Она совершила свой подвиг, она выходила, вспоила, вскормила собою, своей любовью, своей бессонницей, своей привычкой не уступать, не отдавать свое дитя никому, даже смерти. И эта фотография стала подтверждением сказанному в консультации: «Вам, мамаша, — премию».
Как мучительно и как долго она умирала! Она протягивала мне навстречу свои худенькие руки с тонкими пальцами, держала мою руку и говорила, прощаясь каждый раз со мною: «Ложись с молитовкой и вставай с молитовкой». Это было ее завещание, то главное, что она вынесла и поняла за свою девяностодвухлетнюю жизнь.

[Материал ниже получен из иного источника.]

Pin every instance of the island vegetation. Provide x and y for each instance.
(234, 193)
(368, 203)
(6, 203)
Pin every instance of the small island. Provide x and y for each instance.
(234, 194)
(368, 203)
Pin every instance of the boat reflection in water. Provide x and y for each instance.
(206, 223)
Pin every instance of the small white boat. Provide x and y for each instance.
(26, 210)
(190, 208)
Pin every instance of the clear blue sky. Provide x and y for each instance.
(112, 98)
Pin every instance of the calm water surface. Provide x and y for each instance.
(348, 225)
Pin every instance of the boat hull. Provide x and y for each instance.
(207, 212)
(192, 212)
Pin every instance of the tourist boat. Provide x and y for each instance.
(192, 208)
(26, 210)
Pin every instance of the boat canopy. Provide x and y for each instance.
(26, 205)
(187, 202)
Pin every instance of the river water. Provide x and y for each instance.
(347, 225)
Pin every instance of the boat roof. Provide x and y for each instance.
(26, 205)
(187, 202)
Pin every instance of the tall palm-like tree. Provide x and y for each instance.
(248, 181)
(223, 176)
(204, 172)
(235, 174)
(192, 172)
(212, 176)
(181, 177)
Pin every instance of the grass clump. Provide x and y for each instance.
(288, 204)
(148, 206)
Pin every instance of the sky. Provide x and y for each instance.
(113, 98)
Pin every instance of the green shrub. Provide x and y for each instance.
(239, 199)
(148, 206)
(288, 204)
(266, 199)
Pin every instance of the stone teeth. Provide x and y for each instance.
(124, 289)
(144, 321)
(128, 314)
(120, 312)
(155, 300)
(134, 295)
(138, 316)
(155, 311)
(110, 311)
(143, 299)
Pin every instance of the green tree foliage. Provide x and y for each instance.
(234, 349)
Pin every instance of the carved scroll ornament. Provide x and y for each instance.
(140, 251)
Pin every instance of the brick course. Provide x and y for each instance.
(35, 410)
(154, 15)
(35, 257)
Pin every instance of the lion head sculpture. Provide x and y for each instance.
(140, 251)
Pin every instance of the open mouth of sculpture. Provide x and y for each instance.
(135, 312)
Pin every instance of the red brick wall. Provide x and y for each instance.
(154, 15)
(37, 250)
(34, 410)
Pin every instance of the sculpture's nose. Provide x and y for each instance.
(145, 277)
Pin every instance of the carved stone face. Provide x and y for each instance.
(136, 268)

И произошло то самое страшное, чего я боялась всю сознательную жизнь, — на Троицу, второго июня девяносто шестого года. И сбылся этот страшный предвоенный сон, и бежала я уже не во сне, а в жизни, не в состоянии сдвинуться с места и с криком, который никто не слышит: «Мама, я здесь, не уходи, мама».
А она будет лежать со светлым, помолодевшим лицом, словно празднует праздник Троицы в родном Попкове и в чистой белой горнице укладывает березовые ветки вокруг иконы Богородицы. И сидят за большим столом ее отец, и мать, и братья, и сестра Лиза. А в дверях стоит «городской» жених Василий Иванович. И все они любовно и нежно смотрят на Нюру — «поскребыша». Они наконец вместе. Они встретились.
Сестра болела и на похороны мамы приехать не смогла. Любимый и единственный внук Арик, Арсюшка, уже несколько лет покоился на огромном, страшном своей огромностью Левашовском кладбище. О его смерти мама так и не узнала. Оберегая и боясь за нее, мы с сестрой не сказали ей о ранней смерти внука. Когда мама спрашивала: «А что же Арсюшка-то не приезжает?», я, складывая пальцы крестом и моля Бога простить меня за ложь, говорила маме, что время тяжелое, дорога опасная, что работает, занят, что не может. Она, наверное, догадывалась. Но то, о чем она догадывалась, было столь противоестественно и ужасно, что она заставляла себя «поверить». А потом я поняла, что заставляла она себя поверить, жалея меня более, чем себя. Она долго смотрела мне в глаза, а потом говорила: «Уж жив ли он? Приснился он мне сегодня. Руку эдак протянул и говорит: “Бабушка, помоги!” Уж больно жалко всех».
Ей, старенькой, немощной, болеющей и бессильной, было жалко всех. Христианство было ее сутью, ее упованьем, ее органикой, ее естеством. Не себя жалеть, не жаловаться, а другим помочь, своих укрыть, защитить от ударов жизни. Чувствуя свою скорую кончину, она просила всех, кто навещал ее: «Вы уж Таню не оставляйте, она совсем одна здесь, уж я вас очень прошу». Просила и сиделок, и соседей, и совсем чужих. Когда все, кого она так просила, рассказывали мне об этом после ее смерти, мне хотелось кричать от отчаяния и боли. Потому что моя бедная мать мне не сказала ни разу об этом, а всегда повторяла только о молитве.